I stared at him. “What?” He looked at some of the other doors, and the number on mine, sure he’d made a mistake. I cleared my throat; what could it hurt? “Sure, I’m Eric Boss.”
“No, you’re not; you’re the sheriff from over in Absaroka County.” He studied my face, which still felt like it had fallen off. I glanced at the corner next to the baseboard just to make sure it hadn’t. “At least, you used to be.”
“And how do you know that?”
“I got a speeding ticket last year—it was that nasty little brunette deputy of yours nabbed me.”
The voice behind me was sharp. “You were doing seventy-three in a fifty-five.” I turned to look back at the bed I’d just vacated. “And you had no taillights.”
I turned back and looked at the mechanic, who was desperately trying to see around me. “Can I help you with something?”
He focused on me and threw a thumb over his shoulder. “Steve sent me over; I’ve got a horse trailer out here—we re-packed the wheel bearings, fixed the brakes, rewired, and put new tires on.”
I reached up and cradled my face before my cheekbone reminded me about the pain. “Right, right . . .” I took a deep breath and recalled having the vehicle towed into Sheridan for a makeover. I looked over him and could see they had cleaned the old trailer off, and she wasn’t looking half bad. “Uh, you can just leave it out there, Jim.”
He didn’t move.
“Is there something else?”
He nodded. “Ya gotta pay for it.”
“Oh . . . you bet.” I closed the door. He was still trying to see who it was that had spoken to him from the bed. It was lucky that the wind was blowing and that he seemed just a bit hard of hearing. I dug into the jeans that I had left on the chair for my wallet as Vic rolled over and luxuriously stretched, revealing a perfectly rounded breast and alert nipple. She propped herself up on an elbow and used her red-nailed hand to support her tousled head; she made no effort to cover up. I stood there, unable to move, then remembered my mission, opened the door, and handed the guy my credit card. I stepped forward and got between him and the provocative room.
I closed the door behind me as he finished writing down the numbers and totals. He handed the card back and ripped off a receipt.
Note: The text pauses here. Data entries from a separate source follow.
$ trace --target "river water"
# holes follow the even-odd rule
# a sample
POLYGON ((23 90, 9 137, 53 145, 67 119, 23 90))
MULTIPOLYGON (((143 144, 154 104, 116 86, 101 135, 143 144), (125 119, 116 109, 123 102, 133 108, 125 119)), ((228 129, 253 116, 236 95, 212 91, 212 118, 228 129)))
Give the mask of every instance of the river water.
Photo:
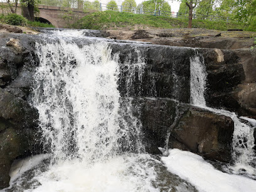
MULTIPOLYGON (((83 34, 52 31, 36 45, 40 65, 31 103, 38 110, 48 153, 15 162, 11 186, 4 191, 255 191, 252 129, 233 113, 206 106, 207 75, 200 55, 190 58, 191 104, 230 117, 235 125, 235 163, 222 165, 222 171, 187 151, 145 153, 132 99, 122 99, 118 90, 119 54, 111 55, 106 40, 83 34), (74 38, 90 41, 78 45, 74 38)), ((127 94, 135 76, 141 80, 146 65, 136 51, 138 58, 127 56, 125 61, 127 94)))

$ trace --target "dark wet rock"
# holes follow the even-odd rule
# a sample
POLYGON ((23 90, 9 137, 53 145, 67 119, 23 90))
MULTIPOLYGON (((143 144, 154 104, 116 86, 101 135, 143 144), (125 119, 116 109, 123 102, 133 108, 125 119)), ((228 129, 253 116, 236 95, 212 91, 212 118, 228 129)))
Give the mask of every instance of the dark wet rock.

I took the slip of paper and looked at him. “Anything else?”
He shifted his weight and gestured with the thumb again. “Just leave it out here?”
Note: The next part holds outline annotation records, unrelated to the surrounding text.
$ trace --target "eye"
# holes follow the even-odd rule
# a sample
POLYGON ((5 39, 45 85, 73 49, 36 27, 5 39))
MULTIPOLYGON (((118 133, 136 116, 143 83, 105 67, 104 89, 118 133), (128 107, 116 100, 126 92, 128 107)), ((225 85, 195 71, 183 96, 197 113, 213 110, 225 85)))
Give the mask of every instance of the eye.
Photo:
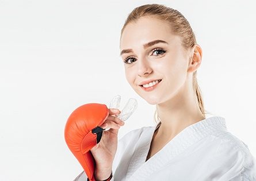
POLYGON ((155 48, 152 51, 152 52, 153 53, 152 55, 155 56, 159 56, 159 55, 164 54, 165 52, 166 52, 166 51, 162 48, 155 48))
POLYGON ((132 64, 134 61, 136 61, 136 59, 134 57, 128 57, 127 58, 125 58, 124 60, 124 62, 127 64, 132 64), (129 60, 131 61, 131 63, 129 63, 129 60), (132 61, 134 60, 134 61, 132 61))

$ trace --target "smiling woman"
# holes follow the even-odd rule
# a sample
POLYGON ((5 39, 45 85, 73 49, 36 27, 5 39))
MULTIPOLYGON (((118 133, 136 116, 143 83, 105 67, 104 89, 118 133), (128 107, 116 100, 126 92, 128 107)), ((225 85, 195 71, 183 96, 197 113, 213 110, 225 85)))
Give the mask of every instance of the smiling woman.
MULTIPOLYGON (((180 12, 157 4, 134 9, 120 48, 127 80, 156 105, 158 122, 120 139, 113 162, 97 165, 98 180, 256 180, 246 144, 228 132, 225 118, 206 117, 196 79, 202 51, 180 12)), ((83 172, 76 180, 86 178, 83 172)))

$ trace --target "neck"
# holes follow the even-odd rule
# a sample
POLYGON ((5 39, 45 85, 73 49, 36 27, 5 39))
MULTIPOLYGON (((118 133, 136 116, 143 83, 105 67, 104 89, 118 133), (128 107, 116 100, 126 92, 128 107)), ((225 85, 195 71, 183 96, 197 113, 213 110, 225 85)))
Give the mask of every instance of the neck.
POLYGON ((161 125, 156 132, 156 137, 167 141, 186 127, 205 119, 190 85, 184 84, 171 99, 156 105, 161 125))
“Yep.” I waited until he got the trailer unhitched and had climbed back in his truck before I turned and sidled into the room, closed the door, and looked at her.
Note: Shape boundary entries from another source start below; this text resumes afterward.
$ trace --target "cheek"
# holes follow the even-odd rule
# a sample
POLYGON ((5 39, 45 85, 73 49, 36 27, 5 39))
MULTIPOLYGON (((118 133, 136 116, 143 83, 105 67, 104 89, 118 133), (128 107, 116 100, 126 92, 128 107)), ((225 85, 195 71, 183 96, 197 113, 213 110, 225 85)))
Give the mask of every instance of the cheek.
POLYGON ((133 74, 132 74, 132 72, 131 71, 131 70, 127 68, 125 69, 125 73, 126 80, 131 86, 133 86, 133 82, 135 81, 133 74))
She was still lying on her side with one leg pulled up ankle to calf, one hand still supporting the mussed hair; the other was lazily making circles on the flat of the sheet. More than a little of her body was still exposed, and I took that extra second to take in the swoops and swallows of her general physique.
I felt like I should carve a statue.
I tossed the transaction papers and my wallet in my open bag, stepped over Dog, and sat on the corner of the bed as she watched me with the tarnished gold, vulpine eyes. “A horse trailer?”
I nodded, and it still hurt. “It’s a mercy mission.”
“You don’t even like horses.”
“I do too—it’s just that they’re big, dangerous, and a poor form of transportation.”